Blood samples were collected from a forearm vein into separate tubes containing sodium heparin, EDTA, and no additives. Plasma and serum were isolated by centrifugation (3500 g, 15 min, 4º C) and stored at −80º C for later batch analyses. Samples were analyzed for plasma concentrations of glucose (glucose oxidase method, 2300 Stat Plus, YSI Inc., Yellow Springs, OH) and insulin (chemiluminescence assay, Immulite 1000, Siemens USA, Malvern, PA). The homeostasis model assessment of insulin resistance (HOMA-IR) was calculated from fasting glucose and insulin. ELISA assay kits were used to measure serum concentrations of inflammatory cytokines (tumor necrosis factor α (TNFα), interleukin-6 (IL-6), C-reactive protein (CRP), Quantikine, R&D Systems, Minneapolis, MN), oxidative stress markers (protein carbonyls (Cell Biolabs, San Diego, CA) and advanced glycation end-product (AGE) N-1-carboxymethyl lysine (MBL International, Woburn, MA)), and insulin-like growth factor-1 (IGF-1, Diagnostic Systems Laboratories, Webster, TX). Plasma lipids and blood counts were measured by a CLIA-certified clinical laboratory at the medical center.

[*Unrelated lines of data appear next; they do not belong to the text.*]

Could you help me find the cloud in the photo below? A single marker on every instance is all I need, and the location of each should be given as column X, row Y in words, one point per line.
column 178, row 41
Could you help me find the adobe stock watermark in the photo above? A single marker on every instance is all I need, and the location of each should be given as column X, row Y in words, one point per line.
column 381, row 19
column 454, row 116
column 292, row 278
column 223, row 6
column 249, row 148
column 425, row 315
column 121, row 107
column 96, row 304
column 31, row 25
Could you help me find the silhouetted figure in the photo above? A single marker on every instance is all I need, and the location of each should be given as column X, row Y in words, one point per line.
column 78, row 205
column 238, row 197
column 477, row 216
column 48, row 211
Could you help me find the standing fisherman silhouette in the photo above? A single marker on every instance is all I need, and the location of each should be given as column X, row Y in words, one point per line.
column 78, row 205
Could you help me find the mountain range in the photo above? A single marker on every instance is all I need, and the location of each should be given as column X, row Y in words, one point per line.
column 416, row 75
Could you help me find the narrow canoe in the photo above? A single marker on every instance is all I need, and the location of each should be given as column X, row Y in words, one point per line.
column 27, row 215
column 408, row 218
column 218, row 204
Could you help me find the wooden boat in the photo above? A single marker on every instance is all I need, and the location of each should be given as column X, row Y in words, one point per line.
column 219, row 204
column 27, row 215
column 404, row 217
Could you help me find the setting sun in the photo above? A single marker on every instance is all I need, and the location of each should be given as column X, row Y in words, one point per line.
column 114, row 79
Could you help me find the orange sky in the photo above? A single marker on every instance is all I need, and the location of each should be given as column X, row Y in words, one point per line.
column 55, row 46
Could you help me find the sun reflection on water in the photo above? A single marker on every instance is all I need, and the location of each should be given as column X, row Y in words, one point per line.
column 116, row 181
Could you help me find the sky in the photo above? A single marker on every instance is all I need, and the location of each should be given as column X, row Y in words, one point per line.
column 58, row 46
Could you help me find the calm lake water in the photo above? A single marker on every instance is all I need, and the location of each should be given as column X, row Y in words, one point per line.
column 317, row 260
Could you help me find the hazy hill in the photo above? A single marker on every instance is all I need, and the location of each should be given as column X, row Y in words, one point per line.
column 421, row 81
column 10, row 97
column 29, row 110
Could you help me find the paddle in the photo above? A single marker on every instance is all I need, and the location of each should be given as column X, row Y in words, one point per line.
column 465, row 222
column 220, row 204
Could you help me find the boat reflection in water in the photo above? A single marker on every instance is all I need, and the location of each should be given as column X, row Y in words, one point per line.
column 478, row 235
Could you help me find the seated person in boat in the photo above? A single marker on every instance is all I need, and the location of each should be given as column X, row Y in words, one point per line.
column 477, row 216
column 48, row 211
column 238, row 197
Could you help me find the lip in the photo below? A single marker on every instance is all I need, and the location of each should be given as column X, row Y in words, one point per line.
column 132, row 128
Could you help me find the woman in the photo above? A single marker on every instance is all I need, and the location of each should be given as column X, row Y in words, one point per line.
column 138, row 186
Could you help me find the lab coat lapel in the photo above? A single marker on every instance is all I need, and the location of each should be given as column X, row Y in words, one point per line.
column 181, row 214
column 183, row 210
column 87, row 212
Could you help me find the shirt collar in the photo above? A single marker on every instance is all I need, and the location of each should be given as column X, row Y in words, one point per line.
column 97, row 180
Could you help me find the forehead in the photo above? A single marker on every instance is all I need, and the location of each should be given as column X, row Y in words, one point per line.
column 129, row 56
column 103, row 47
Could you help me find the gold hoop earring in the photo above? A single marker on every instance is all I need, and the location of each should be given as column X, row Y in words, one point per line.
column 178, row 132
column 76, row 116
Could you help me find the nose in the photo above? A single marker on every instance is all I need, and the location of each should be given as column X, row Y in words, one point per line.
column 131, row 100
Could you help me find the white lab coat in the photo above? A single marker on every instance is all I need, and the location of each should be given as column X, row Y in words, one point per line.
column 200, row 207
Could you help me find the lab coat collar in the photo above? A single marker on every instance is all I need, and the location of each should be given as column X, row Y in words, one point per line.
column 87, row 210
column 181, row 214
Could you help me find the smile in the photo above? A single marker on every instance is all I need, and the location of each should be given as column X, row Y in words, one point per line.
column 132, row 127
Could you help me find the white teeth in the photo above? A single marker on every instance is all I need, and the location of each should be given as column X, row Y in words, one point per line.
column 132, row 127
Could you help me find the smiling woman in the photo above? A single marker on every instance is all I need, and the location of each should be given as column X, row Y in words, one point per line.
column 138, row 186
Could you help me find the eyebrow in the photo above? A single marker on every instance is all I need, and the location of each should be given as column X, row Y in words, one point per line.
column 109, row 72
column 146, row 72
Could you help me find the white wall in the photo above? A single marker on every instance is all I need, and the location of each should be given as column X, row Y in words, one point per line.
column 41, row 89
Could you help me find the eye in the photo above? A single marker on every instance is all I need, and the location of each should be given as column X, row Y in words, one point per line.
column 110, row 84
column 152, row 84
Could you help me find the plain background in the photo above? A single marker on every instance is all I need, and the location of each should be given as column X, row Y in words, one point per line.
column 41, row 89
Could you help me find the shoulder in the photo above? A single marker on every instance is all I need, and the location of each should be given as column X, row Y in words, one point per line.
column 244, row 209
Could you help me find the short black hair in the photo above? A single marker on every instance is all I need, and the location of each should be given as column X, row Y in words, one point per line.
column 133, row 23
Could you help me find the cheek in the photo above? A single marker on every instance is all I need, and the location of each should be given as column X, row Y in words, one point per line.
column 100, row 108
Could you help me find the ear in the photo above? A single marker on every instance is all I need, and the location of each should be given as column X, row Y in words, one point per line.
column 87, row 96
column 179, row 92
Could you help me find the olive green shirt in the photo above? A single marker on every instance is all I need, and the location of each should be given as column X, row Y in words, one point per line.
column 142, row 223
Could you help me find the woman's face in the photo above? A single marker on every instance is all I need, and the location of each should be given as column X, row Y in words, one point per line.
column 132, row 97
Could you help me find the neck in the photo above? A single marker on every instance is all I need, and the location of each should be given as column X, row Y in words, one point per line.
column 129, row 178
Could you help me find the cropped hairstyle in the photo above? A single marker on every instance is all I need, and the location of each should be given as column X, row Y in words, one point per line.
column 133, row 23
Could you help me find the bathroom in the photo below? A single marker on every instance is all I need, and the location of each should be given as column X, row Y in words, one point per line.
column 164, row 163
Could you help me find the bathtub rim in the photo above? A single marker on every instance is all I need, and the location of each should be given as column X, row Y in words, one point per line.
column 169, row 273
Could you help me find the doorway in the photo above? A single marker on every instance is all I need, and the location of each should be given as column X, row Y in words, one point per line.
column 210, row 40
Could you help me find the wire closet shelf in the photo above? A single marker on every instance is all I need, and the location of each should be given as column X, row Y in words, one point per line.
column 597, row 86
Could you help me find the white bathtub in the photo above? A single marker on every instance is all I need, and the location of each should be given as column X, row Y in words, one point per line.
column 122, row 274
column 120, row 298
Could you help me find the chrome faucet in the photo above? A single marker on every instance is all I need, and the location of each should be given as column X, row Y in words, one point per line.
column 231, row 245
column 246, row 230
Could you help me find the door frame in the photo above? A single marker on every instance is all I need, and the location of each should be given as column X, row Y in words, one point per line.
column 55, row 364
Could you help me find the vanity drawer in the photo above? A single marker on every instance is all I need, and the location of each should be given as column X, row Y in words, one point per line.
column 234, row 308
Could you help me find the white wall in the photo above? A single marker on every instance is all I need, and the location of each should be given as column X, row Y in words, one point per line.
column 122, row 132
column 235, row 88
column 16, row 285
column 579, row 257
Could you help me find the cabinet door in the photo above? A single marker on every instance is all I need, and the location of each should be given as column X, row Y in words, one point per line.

Indices of arterial stiffness

Carotid artery augmentation index (AI) was measured by using applanation tonometry according to published guidelines [34]. Twenty digital pulse waves were recorded with a tonometer (Millar Instruments, Inc., Model #TCB-500, Houston, TX) and analyzed with Windaq software (version 2.31, DATAQ Instruments, Inc., Akron, OH). The the maximum and minimum voltage on each wave form was identified and used to calculate pulse pressure (PP). The second derivative of the pulse wave was generated and used to identify the “shoulder” on the upstroke of the raw wave form. Augmentation pressure (AP) was calculated as the difference between the peak voltage and the voltage at the shoulder. Augmentation index was calculated as AI = 100 × AP/PP for each of the 20 waveforms; the resulting values were averaged. Because AI is dependent on heart rate, AI values were adjusted to a standardized heart rate of 75 beats/min based on the inverse relationship of 4.8 AI units per 10 beats/min HR [35]. The technician visually inspected all waveforms to ensure that the landmarks had been properly identified and to omit waveforms that were of suboptimal quality due to artifacts or irregular heartbeats. When analyses were questionable (e.g. large variation in AI values among waveforms), the waveforms were re-analyzed by another technician. If discrepancies between the analyses occurred, the technicians reviewed the analyses together and if the differences could not be remediated, the data were excluded.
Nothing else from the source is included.